On Fri, Jun 19, 2020 at 2:40 PM Craig Russell <apache....@gmail.com> wrote:
>
> Big picture: I will read current-year/template.txt, substitute the name and
> date from the $USER information, and present that to the user in a scroll
> window with a button (Sign) at the bottom.
>
> The server will then write that data to current-year/availid.txt and send a
> message to avai...@apache.org, cc:secretary.
>
> Here's a start at reading the file, using repository.yml and document.rb:
> coi_url = ASF::SVN.svnurl('conflict-of-interest-current-year')
> current_timestamp = DateTime.now.strftime "%Y-%m-%d %H:%M:%S"

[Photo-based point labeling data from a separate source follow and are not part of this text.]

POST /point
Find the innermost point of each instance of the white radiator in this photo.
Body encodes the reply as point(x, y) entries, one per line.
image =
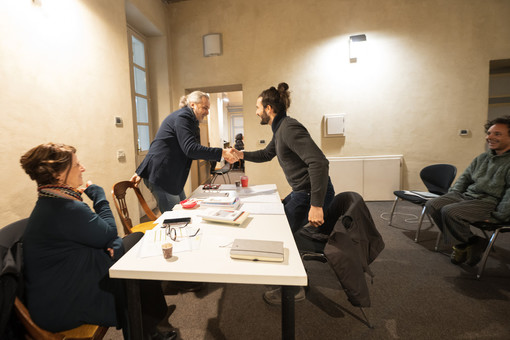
point(373, 177)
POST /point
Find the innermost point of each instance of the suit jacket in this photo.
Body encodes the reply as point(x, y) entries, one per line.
point(175, 146)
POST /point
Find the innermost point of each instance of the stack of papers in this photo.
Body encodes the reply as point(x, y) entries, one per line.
point(230, 200)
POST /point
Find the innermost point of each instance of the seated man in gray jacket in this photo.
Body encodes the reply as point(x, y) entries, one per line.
point(481, 193)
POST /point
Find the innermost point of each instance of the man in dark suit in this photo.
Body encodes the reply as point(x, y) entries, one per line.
point(166, 167)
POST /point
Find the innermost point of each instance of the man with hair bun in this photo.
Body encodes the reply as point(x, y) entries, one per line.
point(302, 161)
point(166, 167)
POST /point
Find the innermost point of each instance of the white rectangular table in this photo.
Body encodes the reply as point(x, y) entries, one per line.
point(212, 263)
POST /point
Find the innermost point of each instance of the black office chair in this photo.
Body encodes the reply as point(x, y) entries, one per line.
point(223, 171)
point(437, 178)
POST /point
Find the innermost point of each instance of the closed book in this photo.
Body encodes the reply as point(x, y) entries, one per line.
point(227, 200)
point(224, 216)
point(257, 250)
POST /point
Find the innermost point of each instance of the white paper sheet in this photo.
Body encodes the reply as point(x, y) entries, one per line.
point(155, 238)
point(263, 208)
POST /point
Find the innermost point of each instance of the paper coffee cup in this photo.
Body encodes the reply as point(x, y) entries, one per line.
point(167, 250)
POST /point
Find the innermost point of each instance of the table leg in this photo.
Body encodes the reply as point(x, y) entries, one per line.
point(134, 309)
point(288, 328)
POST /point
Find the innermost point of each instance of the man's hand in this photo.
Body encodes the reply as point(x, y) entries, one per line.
point(316, 216)
point(136, 179)
point(109, 251)
point(229, 155)
point(239, 154)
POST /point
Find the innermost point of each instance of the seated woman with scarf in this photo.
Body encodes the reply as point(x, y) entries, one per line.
point(68, 250)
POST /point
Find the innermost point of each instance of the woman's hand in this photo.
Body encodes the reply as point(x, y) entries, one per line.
point(316, 216)
point(82, 189)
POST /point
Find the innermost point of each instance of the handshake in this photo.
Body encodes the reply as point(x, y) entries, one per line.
point(232, 155)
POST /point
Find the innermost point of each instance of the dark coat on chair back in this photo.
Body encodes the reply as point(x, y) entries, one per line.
point(175, 146)
point(352, 245)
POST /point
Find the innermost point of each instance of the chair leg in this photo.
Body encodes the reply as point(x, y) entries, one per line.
point(366, 318)
point(393, 210)
point(436, 248)
point(420, 221)
point(486, 254)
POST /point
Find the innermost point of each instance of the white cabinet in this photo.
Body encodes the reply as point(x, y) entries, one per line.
point(373, 177)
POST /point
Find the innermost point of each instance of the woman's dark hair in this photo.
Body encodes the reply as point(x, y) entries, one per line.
point(278, 99)
point(45, 162)
point(500, 120)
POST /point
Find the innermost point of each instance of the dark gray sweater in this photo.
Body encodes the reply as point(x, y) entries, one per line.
point(305, 166)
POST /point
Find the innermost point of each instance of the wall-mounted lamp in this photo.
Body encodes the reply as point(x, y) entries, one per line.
point(212, 44)
point(355, 46)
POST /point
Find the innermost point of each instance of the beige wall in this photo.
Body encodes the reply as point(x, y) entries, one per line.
point(426, 75)
point(64, 73)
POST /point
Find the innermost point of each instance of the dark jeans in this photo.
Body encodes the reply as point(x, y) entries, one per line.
point(315, 239)
point(297, 206)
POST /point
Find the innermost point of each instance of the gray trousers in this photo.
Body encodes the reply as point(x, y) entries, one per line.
point(453, 213)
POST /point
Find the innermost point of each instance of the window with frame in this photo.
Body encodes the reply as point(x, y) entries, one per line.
point(140, 91)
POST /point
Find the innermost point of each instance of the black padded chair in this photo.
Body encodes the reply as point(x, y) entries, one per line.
point(437, 178)
point(223, 171)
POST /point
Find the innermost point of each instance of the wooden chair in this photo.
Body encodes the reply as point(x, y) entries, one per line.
point(119, 197)
point(34, 332)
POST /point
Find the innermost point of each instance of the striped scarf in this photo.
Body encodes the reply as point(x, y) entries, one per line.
point(59, 191)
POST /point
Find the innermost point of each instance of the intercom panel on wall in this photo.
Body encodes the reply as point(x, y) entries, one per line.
point(334, 125)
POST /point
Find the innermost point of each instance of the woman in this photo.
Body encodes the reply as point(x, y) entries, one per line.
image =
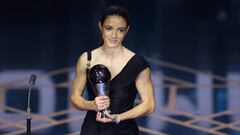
point(130, 74)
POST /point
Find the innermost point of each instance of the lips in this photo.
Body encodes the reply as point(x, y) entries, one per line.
point(113, 40)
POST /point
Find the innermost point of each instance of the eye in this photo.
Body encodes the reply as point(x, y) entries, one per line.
point(108, 28)
point(121, 29)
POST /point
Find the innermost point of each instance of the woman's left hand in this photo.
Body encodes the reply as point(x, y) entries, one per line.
point(109, 118)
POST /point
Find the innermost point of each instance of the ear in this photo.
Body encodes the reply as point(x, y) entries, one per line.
point(100, 25)
point(127, 30)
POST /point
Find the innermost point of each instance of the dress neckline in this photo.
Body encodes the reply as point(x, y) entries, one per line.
point(123, 68)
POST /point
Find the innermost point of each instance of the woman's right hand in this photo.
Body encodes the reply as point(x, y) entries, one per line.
point(102, 102)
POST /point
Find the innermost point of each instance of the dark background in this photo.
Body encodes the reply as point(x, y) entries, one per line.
point(48, 35)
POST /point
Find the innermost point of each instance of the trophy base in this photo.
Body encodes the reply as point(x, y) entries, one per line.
point(104, 113)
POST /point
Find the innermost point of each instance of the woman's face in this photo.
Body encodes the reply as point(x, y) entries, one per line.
point(113, 29)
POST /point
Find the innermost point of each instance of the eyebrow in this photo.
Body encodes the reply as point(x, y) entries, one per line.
point(118, 27)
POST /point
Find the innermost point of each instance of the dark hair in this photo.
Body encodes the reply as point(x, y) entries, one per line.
point(114, 10)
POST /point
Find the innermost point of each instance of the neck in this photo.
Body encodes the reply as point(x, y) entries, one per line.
point(112, 52)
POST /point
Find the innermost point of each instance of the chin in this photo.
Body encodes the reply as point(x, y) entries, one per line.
point(112, 45)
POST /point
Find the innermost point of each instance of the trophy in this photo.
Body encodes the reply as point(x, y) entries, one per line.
point(99, 77)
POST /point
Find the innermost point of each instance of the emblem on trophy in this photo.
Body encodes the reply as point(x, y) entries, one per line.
point(99, 77)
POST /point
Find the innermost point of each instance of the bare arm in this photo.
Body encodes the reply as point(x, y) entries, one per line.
point(145, 89)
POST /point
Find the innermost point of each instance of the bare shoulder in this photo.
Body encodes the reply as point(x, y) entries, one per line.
point(129, 52)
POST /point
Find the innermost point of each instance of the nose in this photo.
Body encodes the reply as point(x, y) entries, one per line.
point(114, 34)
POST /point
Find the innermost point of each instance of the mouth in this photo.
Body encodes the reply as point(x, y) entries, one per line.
point(113, 40)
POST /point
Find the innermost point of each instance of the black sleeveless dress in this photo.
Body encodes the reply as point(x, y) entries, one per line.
point(122, 95)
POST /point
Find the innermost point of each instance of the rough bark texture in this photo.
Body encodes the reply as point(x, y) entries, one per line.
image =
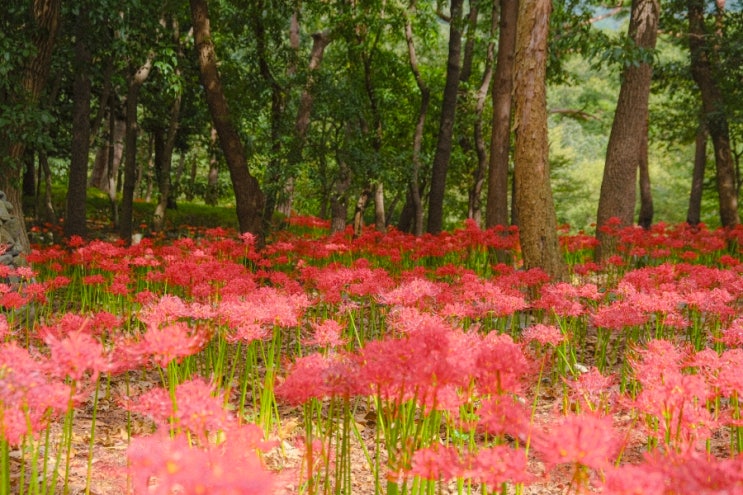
point(538, 227)
point(474, 210)
point(623, 154)
point(694, 214)
point(645, 217)
point(496, 210)
point(715, 118)
point(75, 218)
point(248, 195)
point(136, 81)
point(45, 14)
point(446, 126)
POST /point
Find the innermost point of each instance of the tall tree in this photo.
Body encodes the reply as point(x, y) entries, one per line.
point(44, 25)
point(75, 218)
point(538, 222)
point(248, 195)
point(446, 125)
point(624, 151)
point(704, 73)
point(496, 209)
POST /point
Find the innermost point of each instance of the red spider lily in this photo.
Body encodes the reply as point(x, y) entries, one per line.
point(29, 398)
point(505, 415)
point(319, 376)
point(195, 407)
point(162, 465)
point(586, 440)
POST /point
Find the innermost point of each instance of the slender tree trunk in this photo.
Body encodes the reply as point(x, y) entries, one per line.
point(623, 154)
point(414, 195)
point(694, 214)
point(538, 228)
point(496, 212)
point(475, 196)
point(379, 218)
point(645, 218)
point(446, 125)
point(166, 158)
point(75, 216)
point(248, 195)
point(136, 81)
point(45, 15)
point(713, 107)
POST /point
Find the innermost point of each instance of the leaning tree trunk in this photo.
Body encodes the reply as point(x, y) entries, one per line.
point(496, 209)
point(446, 125)
point(694, 214)
point(248, 194)
point(538, 228)
point(75, 217)
point(623, 154)
point(703, 72)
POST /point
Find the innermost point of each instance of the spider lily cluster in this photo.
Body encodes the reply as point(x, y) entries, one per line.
point(420, 361)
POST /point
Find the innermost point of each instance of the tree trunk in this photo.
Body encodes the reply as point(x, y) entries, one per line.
point(164, 165)
point(713, 107)
point(75, 216)
point(496, 212)
point(379, 219)
point(45, 15)
point(645, 218)
point(475, 193)
point(130, 149)
point(693, 216)
point(415, 210)
point(248, 195)
point(446, 125)
point(623, 155)
point(538, 228)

> outputfile = File.join(coi_url, 'template.txt').untaint
> template = File.read(outputfile)
> affirmed = template.gsub("Name: __", "Name: _#{user.cn}_").gsub("Date: __",
> "Date: _#{current_timestamp}_")
>
> Then, in the form method for POST, I need to write the data to the (new) file
> current-year/availid.txt. I have not found any code or examples how to do
> that.
Here is a complete example:
https://github.com/apache/whimsy/blob/master/www/treasurer/bill-upload.cgi#L82
Important points:
1) be sure to validate your inputs as this could be a security hole.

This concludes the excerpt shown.